Word Forms as linguistic units

7 Word Forms as linguistic units

The segments identified by token elements are used to anchor word forms, that may generally be associated, through attribute entry, to a lexical entry in a lexicon. Words forms are also characterized by a part of speech as well as morphological and grammatical properties expressed by feature structures (see Section 8.1). Immediate information about the lemma and inflected forms may also be attached with the attributes lemma and form. In particular, the attribute form is useful when the inflected form attached to the word form does not coincide with the content attached to the covered tokens, because, for instance, of spelling corrections.

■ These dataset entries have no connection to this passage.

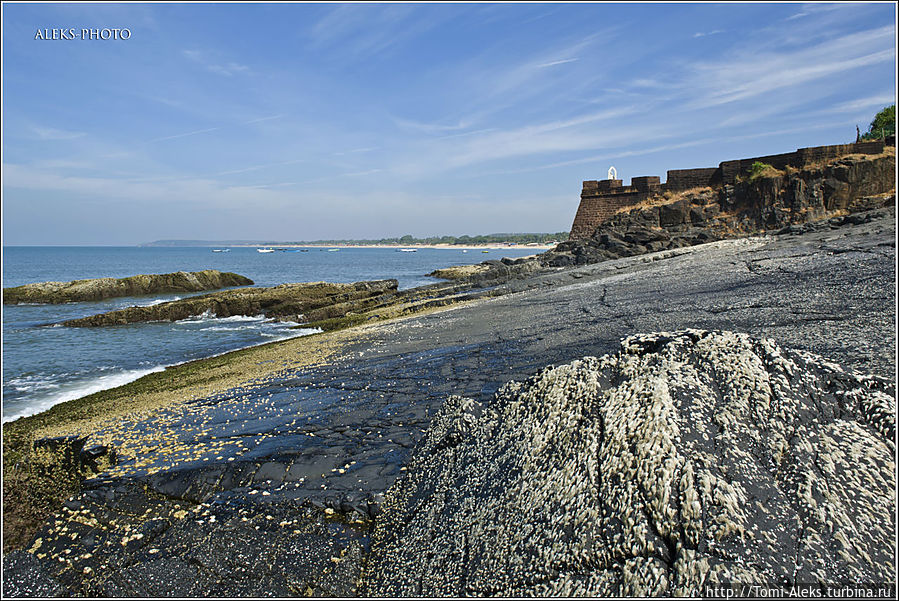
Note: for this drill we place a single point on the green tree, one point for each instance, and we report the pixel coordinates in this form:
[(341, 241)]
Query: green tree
[(884, 124)]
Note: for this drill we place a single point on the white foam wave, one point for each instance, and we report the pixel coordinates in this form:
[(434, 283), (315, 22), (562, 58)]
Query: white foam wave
[(159, 301), (76, 390), (208, 316)]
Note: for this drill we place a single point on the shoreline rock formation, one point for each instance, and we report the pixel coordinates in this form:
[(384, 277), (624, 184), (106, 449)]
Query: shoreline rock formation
[(287, 301), (137, 285), (685, 460)]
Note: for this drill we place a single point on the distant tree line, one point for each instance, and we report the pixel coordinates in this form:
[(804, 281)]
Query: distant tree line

A token may be associated to more than one word form and, conversely, a word form may cover more than one token.

For instance, in French, the morphological agglutination of auquel (“of which”) may have several representations, depending on the granularity of the tokenization:

coarse granularity: The character sequence auquel is not decomposed and is covered by a single token, with two word forms covering this segment.
<token id="t0">auquel</token> <wordForm lemma="à" tag="pos.prep" tokens="t0"/> <wordForm lemma="lequel" tag="pos.pronrel" tokens="t0"/>
fine granularity: The tokenizer identifies two agglutinated parts materialized by two tokens, each of them anchoring a word form:

<token form="a" id="t0">auquel</token> <token form="lequel" id="t1" join="overlap"/> <wordForm lemma="à" tag="pos.prep" tokens="t0"/> <wordForm lemma="lequel" tag="pos.pronrel" tokens="t1"/>

The choice of a level of granularity can be motivated by the usage or by the available tools for a given language.

As mentioned before, there are no mandatory linguistic properties for defining the tokens, which can, for instance, be automatically recognized by regular languages. On the other hand, a word form, that may cover zero, one or more tokens, should represent a linguistic unit carrying morpho-syntactic information.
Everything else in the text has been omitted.